To my shock and dismay a small group of unelected peers are trying to shoehorn the Communications Data Bill (known as the Snooper’s Charter) into the Counter Terrorism and Security Bill as an amendment. This is a bad idea, and also an abuse of process. It would mean that neither the Lords nor the Commons would get a proper chance to discuss the details of what is a massive infringement of people’s privacy.
I served on the Joint Committee Nick insisted on, and we spent a year scrutinising it – and tearing it to shreds. Yes, we need the intelligence services to be able to do their job, but in the words we agreed unanimously “the draft Bill pays insufficient attention to the duty to respect the right to privacy, and goes much further than it need or should”.
That’s why we blocked the Theresa May’s plans to bring forward the Communications Data Bill. I am extremely proud we did. It is a fundamental liberal principle that there needs to be very good reason to infringe on someone’s privacy, not just the convenience of the security services.
And it’s not even clear how much any of the proposals will help! The benefits were described by our committee as ‘fanciful and misleading’. Advances in technology mean there is much more information about all of us than ever before. The haystack is getting bigger and bigger – and the bigger it gets, the more difficult it is to find the needles. We need better ways to identify the needles, not ways of collecting more hay.

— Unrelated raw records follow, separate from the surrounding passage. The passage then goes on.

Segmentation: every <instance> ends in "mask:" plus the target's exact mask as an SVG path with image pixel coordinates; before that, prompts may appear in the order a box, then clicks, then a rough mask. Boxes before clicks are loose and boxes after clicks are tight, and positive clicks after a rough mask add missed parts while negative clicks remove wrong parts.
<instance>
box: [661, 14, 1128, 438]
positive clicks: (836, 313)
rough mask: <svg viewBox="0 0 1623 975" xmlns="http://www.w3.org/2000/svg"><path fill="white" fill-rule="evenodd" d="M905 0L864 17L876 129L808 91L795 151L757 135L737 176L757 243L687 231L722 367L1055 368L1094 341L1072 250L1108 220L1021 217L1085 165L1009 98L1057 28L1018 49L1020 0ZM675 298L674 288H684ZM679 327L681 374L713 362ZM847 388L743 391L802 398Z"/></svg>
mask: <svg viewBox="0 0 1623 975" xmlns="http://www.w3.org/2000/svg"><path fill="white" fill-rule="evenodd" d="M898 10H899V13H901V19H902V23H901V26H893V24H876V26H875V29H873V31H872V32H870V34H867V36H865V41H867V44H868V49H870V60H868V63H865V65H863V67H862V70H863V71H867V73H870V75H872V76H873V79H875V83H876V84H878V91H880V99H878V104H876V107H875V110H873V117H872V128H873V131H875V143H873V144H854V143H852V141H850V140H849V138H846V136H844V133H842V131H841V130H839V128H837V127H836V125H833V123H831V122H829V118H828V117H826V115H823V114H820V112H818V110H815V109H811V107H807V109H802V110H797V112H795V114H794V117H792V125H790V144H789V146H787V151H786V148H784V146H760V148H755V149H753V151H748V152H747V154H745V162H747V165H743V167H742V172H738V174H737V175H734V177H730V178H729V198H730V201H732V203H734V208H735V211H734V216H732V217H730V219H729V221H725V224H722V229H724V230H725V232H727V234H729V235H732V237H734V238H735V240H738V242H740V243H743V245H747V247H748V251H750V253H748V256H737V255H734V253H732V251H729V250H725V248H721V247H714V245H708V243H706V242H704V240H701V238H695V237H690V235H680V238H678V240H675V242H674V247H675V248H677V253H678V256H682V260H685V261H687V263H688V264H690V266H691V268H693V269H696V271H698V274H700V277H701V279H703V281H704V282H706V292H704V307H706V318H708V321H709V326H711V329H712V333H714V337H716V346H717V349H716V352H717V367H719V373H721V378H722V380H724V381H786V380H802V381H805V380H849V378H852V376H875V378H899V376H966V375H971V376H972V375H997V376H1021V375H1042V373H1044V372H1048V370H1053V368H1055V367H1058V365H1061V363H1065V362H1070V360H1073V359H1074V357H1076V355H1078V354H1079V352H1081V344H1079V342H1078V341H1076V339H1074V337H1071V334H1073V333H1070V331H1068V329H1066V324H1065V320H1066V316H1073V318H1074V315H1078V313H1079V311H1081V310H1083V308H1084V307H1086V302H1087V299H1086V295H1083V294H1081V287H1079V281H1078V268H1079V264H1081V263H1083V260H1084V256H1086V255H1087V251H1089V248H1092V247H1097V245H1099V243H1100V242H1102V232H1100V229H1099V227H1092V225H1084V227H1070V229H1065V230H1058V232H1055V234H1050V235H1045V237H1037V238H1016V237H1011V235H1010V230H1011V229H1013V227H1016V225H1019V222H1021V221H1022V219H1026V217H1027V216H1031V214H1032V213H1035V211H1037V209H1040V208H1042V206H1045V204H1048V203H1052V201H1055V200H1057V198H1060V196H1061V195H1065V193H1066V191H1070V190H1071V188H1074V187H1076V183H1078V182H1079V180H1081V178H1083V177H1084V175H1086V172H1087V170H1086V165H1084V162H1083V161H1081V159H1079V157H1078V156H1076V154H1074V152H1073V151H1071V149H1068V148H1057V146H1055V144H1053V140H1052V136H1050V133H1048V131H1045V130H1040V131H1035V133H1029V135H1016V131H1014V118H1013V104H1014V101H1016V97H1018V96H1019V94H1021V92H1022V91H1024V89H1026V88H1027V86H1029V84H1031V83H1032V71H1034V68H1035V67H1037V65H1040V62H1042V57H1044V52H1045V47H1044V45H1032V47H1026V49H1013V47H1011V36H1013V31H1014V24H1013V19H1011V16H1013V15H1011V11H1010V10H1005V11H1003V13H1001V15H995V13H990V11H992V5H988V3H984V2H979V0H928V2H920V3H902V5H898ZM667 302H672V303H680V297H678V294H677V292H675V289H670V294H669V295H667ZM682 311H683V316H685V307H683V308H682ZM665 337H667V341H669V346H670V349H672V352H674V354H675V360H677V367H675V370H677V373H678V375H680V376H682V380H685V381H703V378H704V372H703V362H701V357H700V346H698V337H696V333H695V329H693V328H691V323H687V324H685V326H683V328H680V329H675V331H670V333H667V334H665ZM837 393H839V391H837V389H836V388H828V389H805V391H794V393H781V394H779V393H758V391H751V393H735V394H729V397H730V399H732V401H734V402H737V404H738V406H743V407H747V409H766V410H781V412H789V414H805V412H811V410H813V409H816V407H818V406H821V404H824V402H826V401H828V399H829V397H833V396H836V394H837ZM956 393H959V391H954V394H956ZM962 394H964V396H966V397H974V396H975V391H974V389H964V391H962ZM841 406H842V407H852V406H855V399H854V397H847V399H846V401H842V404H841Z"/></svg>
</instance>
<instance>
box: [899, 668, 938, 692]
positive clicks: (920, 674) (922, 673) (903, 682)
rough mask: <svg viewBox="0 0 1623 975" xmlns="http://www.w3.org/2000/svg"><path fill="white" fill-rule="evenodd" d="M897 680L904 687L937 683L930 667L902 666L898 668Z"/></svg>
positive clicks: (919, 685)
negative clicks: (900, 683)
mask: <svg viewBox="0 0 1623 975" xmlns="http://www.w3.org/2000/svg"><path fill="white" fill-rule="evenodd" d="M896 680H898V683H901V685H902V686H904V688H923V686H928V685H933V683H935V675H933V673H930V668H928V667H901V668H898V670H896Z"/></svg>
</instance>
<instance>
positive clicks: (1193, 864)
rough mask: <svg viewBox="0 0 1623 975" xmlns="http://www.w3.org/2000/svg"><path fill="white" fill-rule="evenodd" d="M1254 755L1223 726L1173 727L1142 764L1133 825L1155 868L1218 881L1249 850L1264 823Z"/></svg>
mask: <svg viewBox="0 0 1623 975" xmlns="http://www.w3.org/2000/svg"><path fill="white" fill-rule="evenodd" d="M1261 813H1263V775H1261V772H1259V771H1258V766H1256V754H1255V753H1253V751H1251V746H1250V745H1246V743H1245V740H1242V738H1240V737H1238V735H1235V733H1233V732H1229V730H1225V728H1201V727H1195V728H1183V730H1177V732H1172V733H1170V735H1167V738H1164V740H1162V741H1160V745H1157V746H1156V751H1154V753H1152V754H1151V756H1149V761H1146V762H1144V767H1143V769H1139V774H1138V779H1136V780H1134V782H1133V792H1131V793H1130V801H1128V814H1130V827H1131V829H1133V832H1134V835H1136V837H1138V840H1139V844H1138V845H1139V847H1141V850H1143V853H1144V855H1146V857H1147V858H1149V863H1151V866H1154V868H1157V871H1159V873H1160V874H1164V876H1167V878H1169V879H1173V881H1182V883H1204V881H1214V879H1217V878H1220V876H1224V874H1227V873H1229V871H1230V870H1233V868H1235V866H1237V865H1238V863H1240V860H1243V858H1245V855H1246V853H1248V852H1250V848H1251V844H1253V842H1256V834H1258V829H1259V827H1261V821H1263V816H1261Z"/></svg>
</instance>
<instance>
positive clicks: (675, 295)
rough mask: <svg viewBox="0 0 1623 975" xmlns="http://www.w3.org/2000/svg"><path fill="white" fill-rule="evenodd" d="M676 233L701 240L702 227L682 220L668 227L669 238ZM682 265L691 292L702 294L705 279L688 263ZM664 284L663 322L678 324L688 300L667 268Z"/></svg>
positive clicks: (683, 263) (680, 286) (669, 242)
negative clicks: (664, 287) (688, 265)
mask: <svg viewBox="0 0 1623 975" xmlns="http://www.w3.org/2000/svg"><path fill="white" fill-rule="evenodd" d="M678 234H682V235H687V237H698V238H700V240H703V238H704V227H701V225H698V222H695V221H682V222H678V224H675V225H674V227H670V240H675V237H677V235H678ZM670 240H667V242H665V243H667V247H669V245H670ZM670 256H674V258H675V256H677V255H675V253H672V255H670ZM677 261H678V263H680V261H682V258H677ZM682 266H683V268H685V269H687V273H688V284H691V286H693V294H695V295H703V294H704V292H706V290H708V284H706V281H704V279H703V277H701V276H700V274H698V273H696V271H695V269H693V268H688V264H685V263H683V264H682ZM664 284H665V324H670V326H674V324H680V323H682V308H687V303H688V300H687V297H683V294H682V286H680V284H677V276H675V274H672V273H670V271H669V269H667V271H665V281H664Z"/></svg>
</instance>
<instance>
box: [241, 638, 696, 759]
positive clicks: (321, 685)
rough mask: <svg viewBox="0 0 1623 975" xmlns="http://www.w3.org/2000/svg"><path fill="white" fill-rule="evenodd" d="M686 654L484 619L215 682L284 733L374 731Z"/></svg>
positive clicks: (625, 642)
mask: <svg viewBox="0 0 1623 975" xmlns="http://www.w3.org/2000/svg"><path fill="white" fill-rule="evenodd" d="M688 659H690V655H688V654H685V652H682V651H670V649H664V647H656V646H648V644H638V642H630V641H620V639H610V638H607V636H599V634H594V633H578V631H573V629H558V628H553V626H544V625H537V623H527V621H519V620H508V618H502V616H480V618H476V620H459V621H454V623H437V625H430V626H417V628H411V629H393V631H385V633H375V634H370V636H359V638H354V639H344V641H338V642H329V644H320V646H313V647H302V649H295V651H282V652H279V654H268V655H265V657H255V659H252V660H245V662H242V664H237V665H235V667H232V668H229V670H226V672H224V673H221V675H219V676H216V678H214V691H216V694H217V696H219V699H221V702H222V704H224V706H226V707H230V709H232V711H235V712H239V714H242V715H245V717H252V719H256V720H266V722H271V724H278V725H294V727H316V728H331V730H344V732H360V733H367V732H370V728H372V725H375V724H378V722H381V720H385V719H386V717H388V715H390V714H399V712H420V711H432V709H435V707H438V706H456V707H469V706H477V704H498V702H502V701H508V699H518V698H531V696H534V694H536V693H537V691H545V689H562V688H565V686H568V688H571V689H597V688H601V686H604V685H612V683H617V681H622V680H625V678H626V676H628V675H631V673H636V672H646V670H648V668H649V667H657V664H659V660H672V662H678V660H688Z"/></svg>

Then there’s the cost. By the Home Office’s own count, it would add up to £1.8 billion. This is a huge amount of money, and I’m sure that we could find better ways of making ourselves safe with that money than monitoring everything we do online.
Crucially, something as massive as the Snoopers’ Charter shouldn’t be tagged onto the end of a Government Bill. We’ve secured a full review, and there is a process for thinking about this carefully by 2016, leading to a separate piece of legislation that can be considered properly in detail on its merits. Short circuiting this is cheating the system.
This amendment needs to be stopped. I know Lib Dem colleagues, with one disappointing exception, will be robust on this. Will Labour and the Tories? I do hope so, but given last time this subject came up in the Commons, Labour’s Yvette Cooper criticised Theresa May for not having brought the Communications Data Bill forward. It’s clear they both want to go further and be more authoritarian, but let’s hope the peers on both side see sense and stop it. For policy reasons and for process reasons, it must not pass.”
* Julian Huppert was the Liberal Democrat MP for Cambridge from 2010-15
7 Comments
Well said, Julian! I think said exception should be hung out to dry. We need to say loud and clear that he does not represent the party on this.
“We need better ways to identify the needles, not ways of collecting more hay.”
Precisely, Julian. Bulk collection of information is simply not acceptable.
It is not an acceptable price to prevent that notional extra terrorist outrage.
It is not an acceptable price to prevent that notional extra pedophile victim.
It is not an acceptable price to prevent frausters and tax evaders.
Accept that freedom comes with a price tag, and that price-rag includes both blood and pain in addition to cash and inconvenience.
Ditto
I concur with Julian’s comments.
It’s my view Lord Carlisle has brought the party into disrepute by acting in a manner that is entirely incompatible with our core aims and principles.
Well said, Julian.
The fact that Labour and Tory parties don’t seem to see the dangers of these restrictions on personal freedom is a good reason in itself for it to be important to have a substantial LibDem group in the next parliament.
” Then there’s the cost. By the Home Office’s own count, it would add up to £1.8 billion. ”
The myth that the Conservatives are careful with how they spend tax-payers’ money is once again exposed.
Add to this replacement of Trident and the expense of building a brand new UK military base in Bahrain (the first such East of Suez commitment for 50 years) and you see that Tories throw money at things they like as often as they like.